In addition to the aforementioned systems, about seven or eight years ago, we used Python 2 + Django 1.8 to develop a data reporting system for the government. Each year, we would open it for a week for companies to report data, with around 4,000-5,000 companies participating, each filling out seven or eight forms. I didn’t pay attention to the concurrency at that time, but conservatively estimated it would be in the dozens.

Initially, we ran it using Django’s built-in runserver mode (due to inexperience), which easily led to stalling. After switching to Gunicorn and running multiple processes, we no longer faced language-level stalling issues. When it was slow, it was likely due to high database load or MongoDB data aggregation.

The server configuration was not high, only 2 cores and 8GB, running Python Web, MySQL, MongoDB, and several other application processes. This system ran for three years, and in the fourth year, due to changes in government relations, another company was assigned to redevelop it. Their functionality was not as extensive as ours and was more cumbersome; I don’t know what language they used.
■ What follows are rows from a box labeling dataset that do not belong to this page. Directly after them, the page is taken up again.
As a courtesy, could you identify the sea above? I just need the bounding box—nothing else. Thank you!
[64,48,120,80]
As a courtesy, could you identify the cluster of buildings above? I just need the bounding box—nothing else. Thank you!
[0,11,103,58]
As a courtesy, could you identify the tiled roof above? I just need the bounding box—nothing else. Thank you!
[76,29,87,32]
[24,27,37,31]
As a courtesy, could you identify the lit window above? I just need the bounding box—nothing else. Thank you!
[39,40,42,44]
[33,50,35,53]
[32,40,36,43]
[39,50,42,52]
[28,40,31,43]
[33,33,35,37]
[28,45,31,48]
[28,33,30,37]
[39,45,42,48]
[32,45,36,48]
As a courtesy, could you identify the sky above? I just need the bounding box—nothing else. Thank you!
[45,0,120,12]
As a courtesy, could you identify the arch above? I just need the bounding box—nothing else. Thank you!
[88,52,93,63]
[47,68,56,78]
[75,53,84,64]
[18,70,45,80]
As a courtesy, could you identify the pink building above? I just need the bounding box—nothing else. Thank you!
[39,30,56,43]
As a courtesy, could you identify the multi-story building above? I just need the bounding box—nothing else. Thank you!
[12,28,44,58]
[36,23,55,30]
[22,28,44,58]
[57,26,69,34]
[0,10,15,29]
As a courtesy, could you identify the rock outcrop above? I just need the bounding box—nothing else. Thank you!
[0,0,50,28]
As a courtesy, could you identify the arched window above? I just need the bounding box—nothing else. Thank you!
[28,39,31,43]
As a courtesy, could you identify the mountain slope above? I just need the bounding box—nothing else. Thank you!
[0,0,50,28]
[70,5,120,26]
For this project, the Python + MongoDB approach provided us with great flexibility because the data reported each year is different, and the statistical indicators also vary. The entire system supports customizable reporting forms, data validation, data import/export, and custom statistics. I feel it would be very difficult to achieve similar results with another language, or it would require a significantly higher cost.

Of course, this system did not require much maintenance; it was essentially a one-time development, and we only needed to ensure it remained accessible. At that time, I led a junior programmer in its development. I handled the core architecture and most of the code implementation, while he worked on simpler logic, UI, and table definitions, which he might not have fully understood given the complexity of my code. The maintainability of such complex systems largely depends on standards, documentation, and training, rather than language-level type constraints.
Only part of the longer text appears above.